MORE and more of us are happy to go under the knife.

Cosmetic surgery undertaken by both women and men soared by more than a third last year, with thousands of us demanding the chance to alter what Nature gave us or to fight off the effects of ageing.

Speaking as a wrinkly fifty-something with an aversion to facial injections and bits sliced off quite casually, I think this is generally a bad trend.

While anything that makes people feel good about themselves can be a positive thing, the over-emphasis on how we look and not how we behave is worrying.

Of course there is peer pressure to look good, seem young and be lively. But why is it so important to look like some glitzy robot who happens to be this year's paparazzi favourite?

It used to be that "handsome is as handsome does". In other words, whatever you look like, it is the person inside that matters.
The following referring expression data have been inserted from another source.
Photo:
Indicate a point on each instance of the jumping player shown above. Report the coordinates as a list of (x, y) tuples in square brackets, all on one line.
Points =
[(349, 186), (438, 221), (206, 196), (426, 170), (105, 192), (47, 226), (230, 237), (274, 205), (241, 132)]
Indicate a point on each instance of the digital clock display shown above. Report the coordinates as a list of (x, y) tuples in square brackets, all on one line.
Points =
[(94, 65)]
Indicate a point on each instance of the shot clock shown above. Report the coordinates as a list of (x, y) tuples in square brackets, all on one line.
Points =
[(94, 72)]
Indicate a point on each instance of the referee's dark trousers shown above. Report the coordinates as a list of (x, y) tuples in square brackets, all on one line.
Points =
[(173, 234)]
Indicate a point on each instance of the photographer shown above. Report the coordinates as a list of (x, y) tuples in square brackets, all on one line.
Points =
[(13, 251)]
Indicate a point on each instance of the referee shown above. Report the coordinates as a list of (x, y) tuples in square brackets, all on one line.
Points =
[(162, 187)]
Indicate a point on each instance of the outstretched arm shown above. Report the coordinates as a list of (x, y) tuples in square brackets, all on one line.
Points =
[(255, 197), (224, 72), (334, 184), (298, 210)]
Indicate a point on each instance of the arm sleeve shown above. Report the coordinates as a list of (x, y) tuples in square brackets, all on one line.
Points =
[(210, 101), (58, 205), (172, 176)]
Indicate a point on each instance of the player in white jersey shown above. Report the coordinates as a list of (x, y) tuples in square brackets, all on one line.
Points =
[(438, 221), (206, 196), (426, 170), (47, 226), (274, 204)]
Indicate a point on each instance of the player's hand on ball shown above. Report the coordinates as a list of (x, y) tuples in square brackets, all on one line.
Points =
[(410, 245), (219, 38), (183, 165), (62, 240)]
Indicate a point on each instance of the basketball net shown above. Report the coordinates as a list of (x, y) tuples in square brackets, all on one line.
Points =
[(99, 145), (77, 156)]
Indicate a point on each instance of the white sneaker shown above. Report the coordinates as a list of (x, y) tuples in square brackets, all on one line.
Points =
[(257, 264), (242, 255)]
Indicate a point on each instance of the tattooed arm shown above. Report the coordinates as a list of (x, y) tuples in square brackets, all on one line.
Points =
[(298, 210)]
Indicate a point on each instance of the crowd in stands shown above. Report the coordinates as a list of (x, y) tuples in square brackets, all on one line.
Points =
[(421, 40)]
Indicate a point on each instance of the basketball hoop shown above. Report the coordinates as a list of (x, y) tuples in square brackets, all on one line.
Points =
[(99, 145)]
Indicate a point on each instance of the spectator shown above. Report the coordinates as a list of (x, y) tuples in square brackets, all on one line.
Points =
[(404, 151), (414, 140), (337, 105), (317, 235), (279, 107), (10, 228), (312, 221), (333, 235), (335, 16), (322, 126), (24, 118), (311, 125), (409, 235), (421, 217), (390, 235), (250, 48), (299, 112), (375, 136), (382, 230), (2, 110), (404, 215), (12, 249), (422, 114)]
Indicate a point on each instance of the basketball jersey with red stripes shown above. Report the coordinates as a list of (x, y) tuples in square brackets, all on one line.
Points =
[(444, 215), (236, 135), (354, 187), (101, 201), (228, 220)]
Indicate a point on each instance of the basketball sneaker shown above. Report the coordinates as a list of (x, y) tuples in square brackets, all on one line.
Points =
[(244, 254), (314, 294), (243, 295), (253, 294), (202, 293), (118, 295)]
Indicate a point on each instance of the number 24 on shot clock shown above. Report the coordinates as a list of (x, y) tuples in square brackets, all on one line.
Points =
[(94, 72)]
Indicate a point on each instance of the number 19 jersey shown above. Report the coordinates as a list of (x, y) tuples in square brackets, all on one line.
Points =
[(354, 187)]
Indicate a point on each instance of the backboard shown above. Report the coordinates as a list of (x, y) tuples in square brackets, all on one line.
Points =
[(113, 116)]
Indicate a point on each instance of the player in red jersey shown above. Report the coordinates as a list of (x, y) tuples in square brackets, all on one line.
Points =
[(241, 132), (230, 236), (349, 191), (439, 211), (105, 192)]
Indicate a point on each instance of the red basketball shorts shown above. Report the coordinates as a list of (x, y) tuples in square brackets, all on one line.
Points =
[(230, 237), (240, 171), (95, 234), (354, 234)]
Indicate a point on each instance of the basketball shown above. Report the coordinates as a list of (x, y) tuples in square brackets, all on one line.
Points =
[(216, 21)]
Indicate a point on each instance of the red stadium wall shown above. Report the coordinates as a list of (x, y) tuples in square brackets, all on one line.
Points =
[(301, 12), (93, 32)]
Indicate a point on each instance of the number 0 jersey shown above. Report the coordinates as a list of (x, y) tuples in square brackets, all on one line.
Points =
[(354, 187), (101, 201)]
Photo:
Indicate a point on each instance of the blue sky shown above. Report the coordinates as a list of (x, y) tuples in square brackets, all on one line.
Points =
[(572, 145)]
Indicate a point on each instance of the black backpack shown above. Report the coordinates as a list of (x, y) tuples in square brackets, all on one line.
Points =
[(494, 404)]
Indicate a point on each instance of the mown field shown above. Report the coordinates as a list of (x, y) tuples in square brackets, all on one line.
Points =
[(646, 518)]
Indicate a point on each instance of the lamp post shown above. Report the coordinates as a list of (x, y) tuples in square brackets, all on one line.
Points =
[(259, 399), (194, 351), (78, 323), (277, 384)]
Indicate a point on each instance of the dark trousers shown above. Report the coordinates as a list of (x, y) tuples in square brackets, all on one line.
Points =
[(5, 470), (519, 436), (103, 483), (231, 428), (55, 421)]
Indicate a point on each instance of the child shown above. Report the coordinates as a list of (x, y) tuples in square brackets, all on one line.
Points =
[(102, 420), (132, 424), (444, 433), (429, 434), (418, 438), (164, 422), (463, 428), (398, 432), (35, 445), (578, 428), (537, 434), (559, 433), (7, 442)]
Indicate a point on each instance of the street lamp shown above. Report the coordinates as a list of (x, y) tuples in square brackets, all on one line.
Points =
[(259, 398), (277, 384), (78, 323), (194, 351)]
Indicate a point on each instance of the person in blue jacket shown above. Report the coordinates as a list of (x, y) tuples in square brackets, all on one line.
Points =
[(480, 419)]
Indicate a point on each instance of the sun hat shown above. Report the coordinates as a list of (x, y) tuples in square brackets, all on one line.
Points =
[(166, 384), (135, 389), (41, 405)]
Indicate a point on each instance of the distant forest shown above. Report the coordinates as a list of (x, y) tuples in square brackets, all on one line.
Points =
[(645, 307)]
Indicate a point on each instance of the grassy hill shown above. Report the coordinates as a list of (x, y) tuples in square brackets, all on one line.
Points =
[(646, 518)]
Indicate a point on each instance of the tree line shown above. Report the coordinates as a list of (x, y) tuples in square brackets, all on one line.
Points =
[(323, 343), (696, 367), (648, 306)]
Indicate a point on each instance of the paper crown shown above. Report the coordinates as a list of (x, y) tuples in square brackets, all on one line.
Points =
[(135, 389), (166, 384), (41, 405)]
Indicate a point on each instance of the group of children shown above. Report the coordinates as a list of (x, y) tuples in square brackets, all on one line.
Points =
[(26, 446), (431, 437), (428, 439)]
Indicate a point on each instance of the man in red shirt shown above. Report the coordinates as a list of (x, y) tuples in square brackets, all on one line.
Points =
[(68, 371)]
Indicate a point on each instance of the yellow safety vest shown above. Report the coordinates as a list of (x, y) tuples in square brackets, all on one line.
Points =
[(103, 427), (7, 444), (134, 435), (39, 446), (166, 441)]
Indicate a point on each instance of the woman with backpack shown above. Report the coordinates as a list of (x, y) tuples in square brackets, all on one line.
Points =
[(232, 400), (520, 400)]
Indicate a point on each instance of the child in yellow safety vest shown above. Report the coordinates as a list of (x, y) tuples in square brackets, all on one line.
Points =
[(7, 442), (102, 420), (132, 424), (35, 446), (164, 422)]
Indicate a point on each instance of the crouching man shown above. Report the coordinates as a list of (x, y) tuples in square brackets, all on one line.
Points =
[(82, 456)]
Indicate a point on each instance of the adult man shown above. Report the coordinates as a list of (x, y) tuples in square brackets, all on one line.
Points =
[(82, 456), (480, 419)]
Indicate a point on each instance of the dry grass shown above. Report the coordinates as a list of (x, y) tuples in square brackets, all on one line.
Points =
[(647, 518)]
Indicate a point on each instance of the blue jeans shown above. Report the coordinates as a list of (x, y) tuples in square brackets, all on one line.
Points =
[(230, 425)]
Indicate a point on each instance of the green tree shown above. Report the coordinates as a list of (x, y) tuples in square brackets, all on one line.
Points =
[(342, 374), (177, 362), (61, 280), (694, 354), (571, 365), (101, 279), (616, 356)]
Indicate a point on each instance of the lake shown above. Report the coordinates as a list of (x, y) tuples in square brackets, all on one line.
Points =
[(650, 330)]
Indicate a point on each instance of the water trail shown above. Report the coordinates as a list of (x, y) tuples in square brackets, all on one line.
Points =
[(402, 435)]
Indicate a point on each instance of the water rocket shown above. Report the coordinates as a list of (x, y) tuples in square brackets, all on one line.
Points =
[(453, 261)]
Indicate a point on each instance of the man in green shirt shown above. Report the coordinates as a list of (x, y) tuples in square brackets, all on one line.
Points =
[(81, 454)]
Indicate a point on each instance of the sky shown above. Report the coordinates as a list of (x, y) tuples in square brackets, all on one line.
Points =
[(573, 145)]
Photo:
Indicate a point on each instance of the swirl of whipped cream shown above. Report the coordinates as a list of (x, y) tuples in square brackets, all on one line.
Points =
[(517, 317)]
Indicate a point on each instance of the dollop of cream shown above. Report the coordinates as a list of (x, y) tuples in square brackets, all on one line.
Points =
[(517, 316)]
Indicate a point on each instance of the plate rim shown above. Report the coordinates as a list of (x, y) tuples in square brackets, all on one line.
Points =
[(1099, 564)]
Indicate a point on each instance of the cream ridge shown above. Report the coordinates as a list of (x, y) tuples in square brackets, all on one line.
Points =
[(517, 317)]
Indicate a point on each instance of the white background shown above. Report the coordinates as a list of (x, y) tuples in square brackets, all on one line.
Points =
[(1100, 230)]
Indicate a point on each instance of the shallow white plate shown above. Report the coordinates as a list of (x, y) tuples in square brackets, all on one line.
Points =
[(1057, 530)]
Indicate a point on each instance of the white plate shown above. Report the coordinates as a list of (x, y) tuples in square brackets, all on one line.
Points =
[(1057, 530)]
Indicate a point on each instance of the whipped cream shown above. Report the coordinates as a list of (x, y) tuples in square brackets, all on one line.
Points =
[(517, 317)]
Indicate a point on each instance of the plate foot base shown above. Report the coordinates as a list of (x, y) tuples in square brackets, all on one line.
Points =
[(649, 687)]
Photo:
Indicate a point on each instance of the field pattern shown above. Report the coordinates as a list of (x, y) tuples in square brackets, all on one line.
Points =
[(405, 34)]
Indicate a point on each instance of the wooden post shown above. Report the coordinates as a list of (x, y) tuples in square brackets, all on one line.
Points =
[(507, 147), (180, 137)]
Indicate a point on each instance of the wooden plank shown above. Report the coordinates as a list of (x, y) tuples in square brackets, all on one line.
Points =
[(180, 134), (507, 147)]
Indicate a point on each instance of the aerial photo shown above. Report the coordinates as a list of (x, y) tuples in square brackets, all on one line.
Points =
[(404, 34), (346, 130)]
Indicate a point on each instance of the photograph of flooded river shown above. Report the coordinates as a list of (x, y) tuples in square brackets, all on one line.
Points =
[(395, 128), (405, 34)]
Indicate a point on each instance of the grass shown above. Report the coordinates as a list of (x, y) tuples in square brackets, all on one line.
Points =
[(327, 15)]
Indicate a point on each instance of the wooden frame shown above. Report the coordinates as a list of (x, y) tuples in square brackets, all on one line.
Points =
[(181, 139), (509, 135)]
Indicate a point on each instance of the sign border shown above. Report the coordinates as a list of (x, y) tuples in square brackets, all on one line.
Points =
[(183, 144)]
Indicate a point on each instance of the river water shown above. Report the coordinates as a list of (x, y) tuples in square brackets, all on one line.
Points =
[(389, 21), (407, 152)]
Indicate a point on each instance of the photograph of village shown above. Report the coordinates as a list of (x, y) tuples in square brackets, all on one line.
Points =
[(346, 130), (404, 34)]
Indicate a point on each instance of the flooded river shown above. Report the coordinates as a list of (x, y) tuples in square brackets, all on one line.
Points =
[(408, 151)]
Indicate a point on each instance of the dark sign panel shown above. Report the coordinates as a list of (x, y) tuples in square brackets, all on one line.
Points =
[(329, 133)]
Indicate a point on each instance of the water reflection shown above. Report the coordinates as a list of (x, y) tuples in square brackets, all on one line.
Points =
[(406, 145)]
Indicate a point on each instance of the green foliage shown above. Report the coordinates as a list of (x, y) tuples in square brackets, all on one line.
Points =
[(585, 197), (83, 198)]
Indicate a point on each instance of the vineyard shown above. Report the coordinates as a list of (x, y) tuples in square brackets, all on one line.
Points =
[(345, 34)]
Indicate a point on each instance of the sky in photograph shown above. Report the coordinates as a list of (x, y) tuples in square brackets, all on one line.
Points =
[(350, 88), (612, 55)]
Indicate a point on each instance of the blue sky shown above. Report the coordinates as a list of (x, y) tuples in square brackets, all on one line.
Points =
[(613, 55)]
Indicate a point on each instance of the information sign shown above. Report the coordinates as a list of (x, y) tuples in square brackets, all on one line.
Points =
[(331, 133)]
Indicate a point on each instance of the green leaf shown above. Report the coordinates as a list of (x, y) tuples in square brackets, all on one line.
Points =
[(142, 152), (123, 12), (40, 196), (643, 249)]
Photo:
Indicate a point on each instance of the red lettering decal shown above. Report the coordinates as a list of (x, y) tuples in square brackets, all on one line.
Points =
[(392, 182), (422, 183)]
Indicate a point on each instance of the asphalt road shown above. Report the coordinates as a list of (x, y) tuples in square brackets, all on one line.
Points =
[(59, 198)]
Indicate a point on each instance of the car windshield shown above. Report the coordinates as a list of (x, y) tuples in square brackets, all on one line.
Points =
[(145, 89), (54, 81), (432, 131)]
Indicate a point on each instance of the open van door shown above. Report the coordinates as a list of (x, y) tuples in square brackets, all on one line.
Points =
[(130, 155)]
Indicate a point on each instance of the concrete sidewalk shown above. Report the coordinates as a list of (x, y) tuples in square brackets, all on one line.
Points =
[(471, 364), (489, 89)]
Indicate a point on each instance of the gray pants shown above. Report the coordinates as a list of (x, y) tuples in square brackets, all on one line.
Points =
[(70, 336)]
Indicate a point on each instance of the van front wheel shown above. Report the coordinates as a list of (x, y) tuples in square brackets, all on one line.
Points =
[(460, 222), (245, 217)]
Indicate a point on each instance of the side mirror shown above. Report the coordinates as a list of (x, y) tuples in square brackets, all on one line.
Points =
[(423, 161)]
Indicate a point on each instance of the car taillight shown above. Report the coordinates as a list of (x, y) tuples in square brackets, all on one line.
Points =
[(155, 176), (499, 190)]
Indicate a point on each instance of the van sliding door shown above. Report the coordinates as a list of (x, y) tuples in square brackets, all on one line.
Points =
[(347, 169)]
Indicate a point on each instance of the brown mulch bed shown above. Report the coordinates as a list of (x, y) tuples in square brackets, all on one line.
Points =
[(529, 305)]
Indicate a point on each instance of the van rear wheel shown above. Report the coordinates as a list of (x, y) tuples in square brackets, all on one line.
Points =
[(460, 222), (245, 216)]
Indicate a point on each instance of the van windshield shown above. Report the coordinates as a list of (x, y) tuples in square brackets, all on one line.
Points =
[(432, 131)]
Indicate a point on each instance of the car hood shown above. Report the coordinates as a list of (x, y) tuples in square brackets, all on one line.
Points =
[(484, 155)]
Now, everyone seems to be judged by how attractive they are and whether their features are acceptable. And the definition of that currently is, whether they have a pert nose, chiselled cheekbones and a full, pouting mouth.

Well, that is not how people were necessarily made. There was not a single special mould, one face fits all.

In any case, in the most impressive faces, it is the irregularities that are memorable not the everyday ones. So why, as we get older, should we not glory in our individuality rather than try to join the clones?

This huge lobby to conform (and, yes, we in the media are largely to blame for creating these icons to be slavishly imitated) means that anyone with more unusual facial features and figure is made to feel odd, out of kilter with the current vogue.

Comedian Jackie Mason had it right. He noted that the American love-affair with cosmetic surgery meant that when you entered a room you thought you had just missed something really important because everyone looked so surprised.

The reality of the situation would indeed be laughable if it were not so tragic.